Eatman was in New Brunswick when the First World War broke out. Following his sprinting career, Eatman halted his career in 1915 when he tried to volunteer for the Canadian Army. However, due to the Canadian Army turning away Black Canadians from volunteering, Eatman went to England to enlist in the British Army. There, he served with the Northumberland Fusiliers, serving as an infantryman.
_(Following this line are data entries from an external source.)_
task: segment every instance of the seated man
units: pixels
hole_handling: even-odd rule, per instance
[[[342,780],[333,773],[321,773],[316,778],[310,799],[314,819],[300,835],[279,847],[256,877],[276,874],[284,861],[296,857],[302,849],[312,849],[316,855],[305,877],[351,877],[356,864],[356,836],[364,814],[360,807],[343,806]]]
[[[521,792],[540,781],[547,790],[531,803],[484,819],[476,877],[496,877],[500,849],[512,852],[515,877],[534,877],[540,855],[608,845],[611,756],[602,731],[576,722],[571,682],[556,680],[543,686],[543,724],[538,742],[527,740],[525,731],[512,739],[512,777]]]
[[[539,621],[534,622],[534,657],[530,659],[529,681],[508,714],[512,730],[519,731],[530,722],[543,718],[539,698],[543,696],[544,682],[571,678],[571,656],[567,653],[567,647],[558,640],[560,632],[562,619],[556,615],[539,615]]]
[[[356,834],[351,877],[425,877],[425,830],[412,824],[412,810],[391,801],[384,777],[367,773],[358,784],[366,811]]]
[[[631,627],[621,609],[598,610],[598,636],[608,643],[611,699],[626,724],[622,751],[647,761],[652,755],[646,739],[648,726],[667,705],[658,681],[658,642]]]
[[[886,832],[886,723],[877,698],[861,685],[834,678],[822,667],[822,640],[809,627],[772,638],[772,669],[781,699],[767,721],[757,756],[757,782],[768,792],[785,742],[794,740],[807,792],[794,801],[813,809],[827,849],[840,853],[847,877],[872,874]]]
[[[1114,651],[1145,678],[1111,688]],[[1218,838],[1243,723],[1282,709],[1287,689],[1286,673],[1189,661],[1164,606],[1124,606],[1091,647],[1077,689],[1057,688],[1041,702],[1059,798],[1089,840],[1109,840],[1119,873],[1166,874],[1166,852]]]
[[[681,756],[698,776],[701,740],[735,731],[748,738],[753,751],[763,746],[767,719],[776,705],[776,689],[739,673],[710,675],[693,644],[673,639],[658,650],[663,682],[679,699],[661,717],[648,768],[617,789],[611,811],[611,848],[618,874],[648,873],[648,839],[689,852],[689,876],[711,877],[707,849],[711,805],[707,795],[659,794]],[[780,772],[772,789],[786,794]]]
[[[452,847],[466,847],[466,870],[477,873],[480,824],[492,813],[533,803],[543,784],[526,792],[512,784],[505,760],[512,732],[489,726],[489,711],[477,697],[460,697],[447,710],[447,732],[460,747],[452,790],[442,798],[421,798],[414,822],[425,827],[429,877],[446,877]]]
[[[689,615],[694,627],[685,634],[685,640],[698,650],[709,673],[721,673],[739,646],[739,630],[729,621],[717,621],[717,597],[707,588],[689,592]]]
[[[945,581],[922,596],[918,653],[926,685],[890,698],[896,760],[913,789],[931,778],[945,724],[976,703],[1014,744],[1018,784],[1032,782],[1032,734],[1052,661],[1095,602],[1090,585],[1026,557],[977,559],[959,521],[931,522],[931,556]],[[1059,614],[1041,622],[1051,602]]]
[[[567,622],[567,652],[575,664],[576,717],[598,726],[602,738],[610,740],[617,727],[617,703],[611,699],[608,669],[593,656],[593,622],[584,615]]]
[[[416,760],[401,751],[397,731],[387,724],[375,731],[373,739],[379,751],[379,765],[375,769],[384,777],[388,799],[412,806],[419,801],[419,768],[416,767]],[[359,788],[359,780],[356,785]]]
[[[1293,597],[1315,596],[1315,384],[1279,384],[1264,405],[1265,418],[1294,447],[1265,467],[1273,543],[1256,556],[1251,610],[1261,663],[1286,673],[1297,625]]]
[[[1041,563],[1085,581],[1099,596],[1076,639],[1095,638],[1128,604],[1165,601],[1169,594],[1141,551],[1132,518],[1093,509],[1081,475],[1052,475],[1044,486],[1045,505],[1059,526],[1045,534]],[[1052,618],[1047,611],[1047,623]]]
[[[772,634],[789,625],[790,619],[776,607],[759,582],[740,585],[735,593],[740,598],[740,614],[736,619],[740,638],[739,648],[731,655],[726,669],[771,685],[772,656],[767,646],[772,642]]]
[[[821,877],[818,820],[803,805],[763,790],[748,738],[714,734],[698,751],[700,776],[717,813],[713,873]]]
During his time in the war, he spent over two years, 785 days to be exact, in the trenches. On April 17, 1915, while in training, he participated in a sports event at Tynemouth, an Inter-Battalion, Inter-Company Cross Country Run. On June 8, 1915, Eatman arrived in France, which is where he would later be wounded in the leg, during the Battle of Loos. He was also promoted to corporal, and he was discharged on June 26, 1918.

== Life after war ==
Following the war, Eatman delved into entertainment while incorporating elements of athletics into it, as indicated by his "the sprinting songster" nickname during his time as a singer while touring with musical tropes. Additionally, Eatman formed connections with other notable sporting figures including Jack Johnson, Joe Louis, and Jesse Owens, and claimed to have been friends with Michael Collins.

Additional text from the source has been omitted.